Die Musik gestaltet sich denn auch sehr abwechslungsreich, großsinfonisches im Stile von “Galaxy Quest” bis “Star Trek” steht neben Mickey Mousing, gewöhnungsbedürftigen synthetischen Klangspielereien, kräftigen Pop-Rhythmen und dem Titelsong “So Long and Thanks For All The Fish”, einer gelungenen Hommage an Cole Porter und mit seinem peppigem Big Band- Sound ein kleiner Ohrwurm. An diesem Stück hatten Jennings und Talbot auch all ihrem Spass ausgelassen, pompöse Überleitungen enden in dem Sologesang eines kleinen Mädchens, eine Operndiva mischt sich in die Band und der Text erweist schön Referenz an Douglas Adams. Neil Hannon macht daraus abschließend eine schöne Singer-Songwriter-Ballade, sodass die Möglichkeiten mit diesem Song voll ausgeschöpft wurden.
Der sinfonische Score leitet sich aus Genrestandards ab und erweist sich dabei immer wieder als recht geschickt orchestriert. Die “Destruction Of Earth” bietet schöne schrille Streicher im Stile der desaster movies der Siebziger Jahre, die Vogonen bekommen tapsige Tuba-Stöße zugeordnet. Eine schöne Sequenz findet sich auch beim Tod des Wales, wo Talbot mit Streichern und Solo-Oboe ein übertrieben tragisches und sehr schönes Stück inszeniert. Doch diese Sequenz zeigt auch, dass vieles der netten orchestralen Einfälle nur Momentaufnahmen sind, gewissermaßen Stückwerk, welches zusammengenommen einen netten Flickenteppich ergibt, als dramatisches Gesamtwerk aber kaum taugt.
Ebenso verhält es sich mit den schnellen Stilwechseln, mit denen die Musik durchzogen ist. Nach der Zerstörung der Erde füllt sich der nun leere Raum an dieser Stelle langsam mit einem riesigen Titel “Per Anhalter Durch die Galaxis”. Eine Ukulele leitet einen besinnlichen Part ein, der langsam aber sicher in ein großes sinfonisches Rockarrangement übergeht.
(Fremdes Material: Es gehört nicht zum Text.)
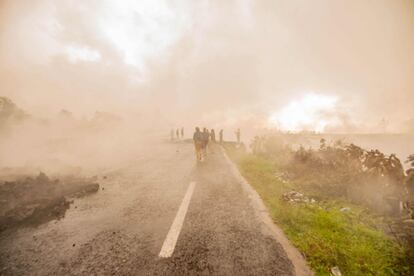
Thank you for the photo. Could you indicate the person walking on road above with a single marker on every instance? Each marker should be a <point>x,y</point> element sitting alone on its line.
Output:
<point>198,139</point>
<point>213,136</point>
<point>206,138</point>
<point>238,136</point>
<point>172,134</point>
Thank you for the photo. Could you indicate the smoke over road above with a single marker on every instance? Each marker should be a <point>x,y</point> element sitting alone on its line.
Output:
<point>226,64</point>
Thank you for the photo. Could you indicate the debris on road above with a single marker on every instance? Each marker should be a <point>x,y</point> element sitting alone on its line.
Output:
<point>40,199</point>
<point>335,271</point>
<point>294,196</point>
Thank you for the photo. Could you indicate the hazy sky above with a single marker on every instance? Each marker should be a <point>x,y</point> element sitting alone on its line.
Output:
<point>324,64</point>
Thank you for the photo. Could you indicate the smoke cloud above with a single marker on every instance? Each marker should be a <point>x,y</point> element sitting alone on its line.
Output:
<point>218,63</point>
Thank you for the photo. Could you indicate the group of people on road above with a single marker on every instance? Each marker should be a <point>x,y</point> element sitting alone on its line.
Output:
<point>202,139</point>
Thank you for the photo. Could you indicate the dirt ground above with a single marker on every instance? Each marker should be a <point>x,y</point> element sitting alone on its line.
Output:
<point>121,229</point>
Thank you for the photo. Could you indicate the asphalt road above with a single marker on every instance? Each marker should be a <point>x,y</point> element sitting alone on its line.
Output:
<point>122,229</point>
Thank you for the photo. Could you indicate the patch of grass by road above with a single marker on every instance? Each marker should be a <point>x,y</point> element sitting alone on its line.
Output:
<point>328,237</point>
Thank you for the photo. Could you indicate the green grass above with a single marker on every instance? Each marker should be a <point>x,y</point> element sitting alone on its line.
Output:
<point>325,235</point>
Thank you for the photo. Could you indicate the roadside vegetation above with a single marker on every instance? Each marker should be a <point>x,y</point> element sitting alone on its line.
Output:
<point>339,204</point>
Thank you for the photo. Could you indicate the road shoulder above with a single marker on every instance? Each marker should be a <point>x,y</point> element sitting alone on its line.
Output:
<point>298,261</point>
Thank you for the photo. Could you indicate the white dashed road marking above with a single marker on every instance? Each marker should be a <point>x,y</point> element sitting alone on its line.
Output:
<point>172,236</point>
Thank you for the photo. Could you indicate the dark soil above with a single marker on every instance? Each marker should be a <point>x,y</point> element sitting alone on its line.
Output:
<point>32,201</point>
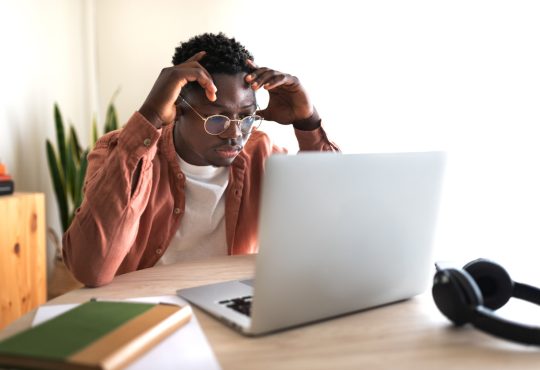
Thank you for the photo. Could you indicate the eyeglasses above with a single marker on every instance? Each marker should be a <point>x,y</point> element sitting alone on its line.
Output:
<point>217,124</point>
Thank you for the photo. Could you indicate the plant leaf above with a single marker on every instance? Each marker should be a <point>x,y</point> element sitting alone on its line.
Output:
<point>77,150</point>
<point>58,184</point>
<point>111,121</point>
<point>71,169</point>
<point>94,131</point>
<point>60,138</point>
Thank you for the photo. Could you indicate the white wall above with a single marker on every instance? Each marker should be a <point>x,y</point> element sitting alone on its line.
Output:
<point>460,76</point>
<point>43,60</point>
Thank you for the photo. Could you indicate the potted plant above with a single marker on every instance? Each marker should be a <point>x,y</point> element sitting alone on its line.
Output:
<point>67,166</point>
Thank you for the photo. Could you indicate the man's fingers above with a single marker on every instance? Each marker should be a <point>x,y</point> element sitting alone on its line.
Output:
<point>196,57</point>
<point>252,64</point>
<point>205,81</point>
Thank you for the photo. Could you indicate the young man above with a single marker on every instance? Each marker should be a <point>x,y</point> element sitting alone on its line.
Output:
<point>182,178</point>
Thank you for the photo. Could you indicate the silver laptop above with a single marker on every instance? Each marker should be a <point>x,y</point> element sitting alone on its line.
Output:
<point>338,233</point>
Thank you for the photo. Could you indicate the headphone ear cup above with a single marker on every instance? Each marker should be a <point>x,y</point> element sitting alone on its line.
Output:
<point>494,282</point>
<point>456,295</point>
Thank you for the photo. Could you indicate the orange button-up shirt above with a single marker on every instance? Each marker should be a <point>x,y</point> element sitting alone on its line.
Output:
<point>115,231</point>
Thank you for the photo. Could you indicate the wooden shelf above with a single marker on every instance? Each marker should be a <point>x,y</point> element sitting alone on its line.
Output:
<point>23,282</point>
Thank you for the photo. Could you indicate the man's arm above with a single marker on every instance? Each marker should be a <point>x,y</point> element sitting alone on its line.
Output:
<point>116,191</point>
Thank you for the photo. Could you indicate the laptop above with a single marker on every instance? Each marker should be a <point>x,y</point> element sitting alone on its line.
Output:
<point>338,233</point>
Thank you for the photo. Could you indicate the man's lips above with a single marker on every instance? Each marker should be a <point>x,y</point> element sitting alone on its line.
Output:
<point>228,151</point>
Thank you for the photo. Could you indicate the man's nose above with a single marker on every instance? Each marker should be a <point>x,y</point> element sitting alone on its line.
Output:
<point>233,130</point>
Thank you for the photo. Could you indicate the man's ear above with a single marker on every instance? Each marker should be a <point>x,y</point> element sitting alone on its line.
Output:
<point>178,105</point>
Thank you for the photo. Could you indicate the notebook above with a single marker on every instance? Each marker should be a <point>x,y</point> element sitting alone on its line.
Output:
<point>94,335</point>
<point>338,233</point>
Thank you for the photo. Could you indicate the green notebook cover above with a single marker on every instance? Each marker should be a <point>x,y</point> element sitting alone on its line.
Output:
<point>93,335</point>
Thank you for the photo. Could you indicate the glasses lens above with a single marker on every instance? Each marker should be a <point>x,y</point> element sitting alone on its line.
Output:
<point>247,124</point>
<point>215,125</point>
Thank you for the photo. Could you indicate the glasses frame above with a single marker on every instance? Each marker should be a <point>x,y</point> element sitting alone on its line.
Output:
<point>258,119</point>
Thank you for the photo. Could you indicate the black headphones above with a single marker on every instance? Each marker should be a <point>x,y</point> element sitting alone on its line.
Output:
<point>472,294</point>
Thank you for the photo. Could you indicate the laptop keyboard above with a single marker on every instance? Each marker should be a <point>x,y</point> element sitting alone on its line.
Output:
<point>242,304</point>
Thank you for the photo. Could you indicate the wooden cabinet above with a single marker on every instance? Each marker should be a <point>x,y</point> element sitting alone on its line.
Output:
<point>22,255</point>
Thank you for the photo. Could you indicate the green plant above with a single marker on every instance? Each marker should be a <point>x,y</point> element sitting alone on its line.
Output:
<point>68,162</point>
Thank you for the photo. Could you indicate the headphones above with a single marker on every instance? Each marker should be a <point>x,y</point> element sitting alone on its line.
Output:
<point>472,294</point>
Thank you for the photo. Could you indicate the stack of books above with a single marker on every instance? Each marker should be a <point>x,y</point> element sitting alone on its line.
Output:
<point>6,182</point>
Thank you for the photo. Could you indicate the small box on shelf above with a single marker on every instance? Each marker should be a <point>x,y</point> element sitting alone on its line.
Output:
<point>6,182</point>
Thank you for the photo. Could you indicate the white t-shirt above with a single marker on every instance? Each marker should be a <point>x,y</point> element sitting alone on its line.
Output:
<point>202,229</point>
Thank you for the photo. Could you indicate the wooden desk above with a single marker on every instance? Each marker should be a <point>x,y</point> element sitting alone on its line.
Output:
<point>22,255</point>
<point>407,335</point>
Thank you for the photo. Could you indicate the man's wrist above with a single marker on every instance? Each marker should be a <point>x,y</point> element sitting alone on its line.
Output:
<point>309,124</point>
<point>151,116</point>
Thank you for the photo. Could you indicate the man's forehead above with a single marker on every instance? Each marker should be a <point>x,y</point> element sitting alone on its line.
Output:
<point>232,90</point>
Ein orchestrales Thema wird mit einem peppigen Rhythmus und synthetischen Effekten überzogen, was im konkreten Moment gut funktioniert, aber wieder im Gesamtkontext in der Luft hängt. Mariachi-Anklänge, siebziger Jahre Elektronik, ein englisch anmutender Hymnus, Orgelklänge und introspektive Streicher- und Klavierklänge ("Tea In Space") garnieren häufig den Score.
Die Verarbeitung der kompletten Musik ist durchaus gelungen, die Einfälle sind überzeugend eingebunden. Der Unterhaltungswert des Albums ist demnach durchaus gegeben, auch wenn der kompositorische Anspruch nicht die oberste Priorität hatte. Als Ergänzung der Sammlung kann man also durchaus zugreifen und damit erfüllt die Musik ihre Aufgabe besser als der Film - sei man nun Hitchhiker-Fan oder nicht.